Setting up FSLogix with Azure Virtual Desktop
Implementing FSLogix within your Azure Virtual Desktop environment provides an optimized experience for your end users. For example, a non-persistent Pooled Windows AVD host pool will allow the user to have a decreased sign-in time because user profiles are stored in the VHD(X) file that gets mounted every time the user signs into the session host.
You can implement this in various ways, but I will show you how to do this with Azure Files in this blog. Azure Files is an Azure service that allows you to scale it on-demand, and it doesn’t depend on a VM running at all times like having a typical Windows File Server.
Below is a quick summary of deploying an FSLogix Profile container using Azure Files.
- Create a Storage Account with a Private Endpoint
- Create a File Share in the storage account
- Enable Active Directory Authentication on the storage account
- Configure access control in the storage account and NTFS permissions of the Azure File Share
- Install FSLogix in your AVD host pool
- Test the results.
Note: Depending on your setup in Azure, you can configure FSLogix to work via a GPO. In this blog, I will be deploying a basic AVD setup, and I plan to go into further detail about FSLogix and GPO configurations.
Step 1: Create a new resource group to store resources.
Login into your Azure Portal Account to perform the steps provided below.
Once you have logged into your Azure Portal, search for Resource Groups, click + Create, and then fill in the required information. Once you are finished entering the details, click Review + create.
Note: With any resource group I create, I like to follow Microsoft’s naming convention recommendations in the Microsoft doc below.
Step 2: Create a Storage account
Once your resource group is created, create a new storage account. You can search for Storage Account or click it on the left-hand resource blade.
Select your Subscription and resource group that you just created, and if you haven’t made one, choose the option to create a new one. Next, give the storage account a name; it must be globally unique and select your Azure location.

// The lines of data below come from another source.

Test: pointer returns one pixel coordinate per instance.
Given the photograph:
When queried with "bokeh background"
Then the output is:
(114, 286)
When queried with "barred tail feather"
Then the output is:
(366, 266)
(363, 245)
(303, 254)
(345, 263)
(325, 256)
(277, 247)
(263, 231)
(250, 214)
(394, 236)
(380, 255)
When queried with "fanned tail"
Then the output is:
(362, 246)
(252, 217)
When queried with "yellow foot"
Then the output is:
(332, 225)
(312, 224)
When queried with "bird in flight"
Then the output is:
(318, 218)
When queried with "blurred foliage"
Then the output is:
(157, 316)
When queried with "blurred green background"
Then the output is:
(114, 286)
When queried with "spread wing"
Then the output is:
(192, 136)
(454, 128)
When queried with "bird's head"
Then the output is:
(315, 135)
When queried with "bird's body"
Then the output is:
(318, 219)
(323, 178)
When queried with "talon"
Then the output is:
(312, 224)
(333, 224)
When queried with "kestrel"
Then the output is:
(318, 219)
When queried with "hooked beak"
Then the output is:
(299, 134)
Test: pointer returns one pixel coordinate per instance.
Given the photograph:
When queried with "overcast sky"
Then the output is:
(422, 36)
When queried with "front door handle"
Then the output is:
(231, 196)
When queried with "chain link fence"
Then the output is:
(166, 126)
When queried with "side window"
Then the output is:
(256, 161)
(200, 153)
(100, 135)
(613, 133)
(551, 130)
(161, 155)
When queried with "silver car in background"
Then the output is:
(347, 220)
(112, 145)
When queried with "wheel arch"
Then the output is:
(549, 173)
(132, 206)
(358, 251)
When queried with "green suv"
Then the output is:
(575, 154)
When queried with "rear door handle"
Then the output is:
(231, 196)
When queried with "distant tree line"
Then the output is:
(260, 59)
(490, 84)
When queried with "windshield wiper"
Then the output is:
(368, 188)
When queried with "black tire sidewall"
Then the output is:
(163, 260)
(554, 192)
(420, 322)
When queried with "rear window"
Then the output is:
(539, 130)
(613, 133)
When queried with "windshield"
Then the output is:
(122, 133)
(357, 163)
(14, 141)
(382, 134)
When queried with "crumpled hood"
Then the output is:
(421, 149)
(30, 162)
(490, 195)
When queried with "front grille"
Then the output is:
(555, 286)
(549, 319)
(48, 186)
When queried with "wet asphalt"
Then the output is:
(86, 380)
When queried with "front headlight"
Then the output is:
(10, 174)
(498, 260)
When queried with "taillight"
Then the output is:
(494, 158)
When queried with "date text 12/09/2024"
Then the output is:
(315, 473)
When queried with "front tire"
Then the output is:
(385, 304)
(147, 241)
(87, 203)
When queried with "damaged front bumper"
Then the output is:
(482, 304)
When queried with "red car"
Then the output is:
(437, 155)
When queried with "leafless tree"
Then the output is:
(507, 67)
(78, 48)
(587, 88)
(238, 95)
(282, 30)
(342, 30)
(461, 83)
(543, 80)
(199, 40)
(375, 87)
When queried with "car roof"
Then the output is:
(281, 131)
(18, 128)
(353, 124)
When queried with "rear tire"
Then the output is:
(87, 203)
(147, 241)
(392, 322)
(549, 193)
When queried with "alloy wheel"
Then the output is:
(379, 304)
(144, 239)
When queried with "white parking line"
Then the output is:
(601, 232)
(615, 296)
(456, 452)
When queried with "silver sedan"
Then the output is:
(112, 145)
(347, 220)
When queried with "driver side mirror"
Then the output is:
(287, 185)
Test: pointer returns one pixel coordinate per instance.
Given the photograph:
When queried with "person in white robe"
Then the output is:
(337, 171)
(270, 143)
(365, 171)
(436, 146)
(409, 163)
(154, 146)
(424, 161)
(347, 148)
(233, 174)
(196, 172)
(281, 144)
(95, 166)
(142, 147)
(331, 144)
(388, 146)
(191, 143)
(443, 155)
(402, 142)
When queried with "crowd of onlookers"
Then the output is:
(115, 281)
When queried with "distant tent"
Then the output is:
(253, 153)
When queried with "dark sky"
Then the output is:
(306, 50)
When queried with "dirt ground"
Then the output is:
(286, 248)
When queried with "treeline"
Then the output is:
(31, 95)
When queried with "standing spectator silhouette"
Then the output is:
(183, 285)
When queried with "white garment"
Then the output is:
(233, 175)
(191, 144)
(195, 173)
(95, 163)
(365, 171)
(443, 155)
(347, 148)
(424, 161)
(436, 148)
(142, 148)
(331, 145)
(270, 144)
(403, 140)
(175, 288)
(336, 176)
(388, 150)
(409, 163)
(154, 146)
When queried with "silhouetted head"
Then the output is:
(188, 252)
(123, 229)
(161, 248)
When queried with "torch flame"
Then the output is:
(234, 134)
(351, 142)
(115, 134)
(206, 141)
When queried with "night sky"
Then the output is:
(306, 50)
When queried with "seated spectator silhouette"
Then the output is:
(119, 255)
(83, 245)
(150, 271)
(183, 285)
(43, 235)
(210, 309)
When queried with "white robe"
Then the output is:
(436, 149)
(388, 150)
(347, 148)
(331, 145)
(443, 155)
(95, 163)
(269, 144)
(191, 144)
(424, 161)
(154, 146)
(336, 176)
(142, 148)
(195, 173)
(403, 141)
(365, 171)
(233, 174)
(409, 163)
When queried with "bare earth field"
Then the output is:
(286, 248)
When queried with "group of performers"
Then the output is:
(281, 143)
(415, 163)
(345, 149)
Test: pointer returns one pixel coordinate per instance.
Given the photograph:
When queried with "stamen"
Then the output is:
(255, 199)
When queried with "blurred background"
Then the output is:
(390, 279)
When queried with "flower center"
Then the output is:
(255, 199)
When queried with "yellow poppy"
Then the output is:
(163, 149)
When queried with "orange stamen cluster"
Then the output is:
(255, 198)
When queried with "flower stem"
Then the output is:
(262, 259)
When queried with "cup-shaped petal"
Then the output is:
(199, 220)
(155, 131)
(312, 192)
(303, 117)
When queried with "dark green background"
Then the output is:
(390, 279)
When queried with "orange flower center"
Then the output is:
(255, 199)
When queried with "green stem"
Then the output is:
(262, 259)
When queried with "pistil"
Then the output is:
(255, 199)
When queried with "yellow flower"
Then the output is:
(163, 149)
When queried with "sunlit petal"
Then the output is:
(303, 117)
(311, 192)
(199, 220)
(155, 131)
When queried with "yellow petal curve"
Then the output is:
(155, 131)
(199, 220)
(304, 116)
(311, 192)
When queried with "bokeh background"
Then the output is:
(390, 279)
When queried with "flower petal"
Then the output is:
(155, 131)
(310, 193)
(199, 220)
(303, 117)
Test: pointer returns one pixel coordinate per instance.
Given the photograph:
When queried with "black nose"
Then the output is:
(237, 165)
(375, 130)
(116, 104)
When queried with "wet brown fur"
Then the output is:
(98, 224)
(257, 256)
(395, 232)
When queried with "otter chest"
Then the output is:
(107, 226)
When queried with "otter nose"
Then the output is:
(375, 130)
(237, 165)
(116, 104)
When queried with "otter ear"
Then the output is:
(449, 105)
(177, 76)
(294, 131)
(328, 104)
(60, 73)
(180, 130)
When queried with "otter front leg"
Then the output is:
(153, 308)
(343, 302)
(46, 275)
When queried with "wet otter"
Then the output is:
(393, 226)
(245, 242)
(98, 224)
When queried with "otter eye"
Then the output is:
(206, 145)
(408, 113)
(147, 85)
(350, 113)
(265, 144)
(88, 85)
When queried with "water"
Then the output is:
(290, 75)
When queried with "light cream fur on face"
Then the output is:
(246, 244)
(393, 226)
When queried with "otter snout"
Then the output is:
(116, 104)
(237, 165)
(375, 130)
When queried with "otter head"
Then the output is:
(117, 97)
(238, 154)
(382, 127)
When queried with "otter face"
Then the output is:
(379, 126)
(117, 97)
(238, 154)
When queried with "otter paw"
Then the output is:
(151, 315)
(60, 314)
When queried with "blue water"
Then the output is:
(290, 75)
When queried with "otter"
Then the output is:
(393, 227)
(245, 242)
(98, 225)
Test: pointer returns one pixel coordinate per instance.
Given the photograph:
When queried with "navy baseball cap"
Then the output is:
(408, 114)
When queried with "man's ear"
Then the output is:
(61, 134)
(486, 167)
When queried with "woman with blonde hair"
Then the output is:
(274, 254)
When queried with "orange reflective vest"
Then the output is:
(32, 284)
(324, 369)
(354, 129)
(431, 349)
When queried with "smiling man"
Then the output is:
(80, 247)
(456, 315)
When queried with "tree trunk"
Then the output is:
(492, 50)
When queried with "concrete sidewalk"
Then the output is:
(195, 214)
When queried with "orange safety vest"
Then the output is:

Click on the Advanced tab and go through any additional settings you want to configure for this storage account, but we will use the default options for this example. Once finished reviewing the Advanced settings, click on the Networking tab.
Select the preferred Network connectivity you want to use; in this example, I will leave the default settings since this is a lab environment. In a real-world scenario, you will want to use a Private Endpoint connection or set specific access from selected virtual networks or IP addresses. I will later cover Private Endpoint configurations with storage accounts in a later blog.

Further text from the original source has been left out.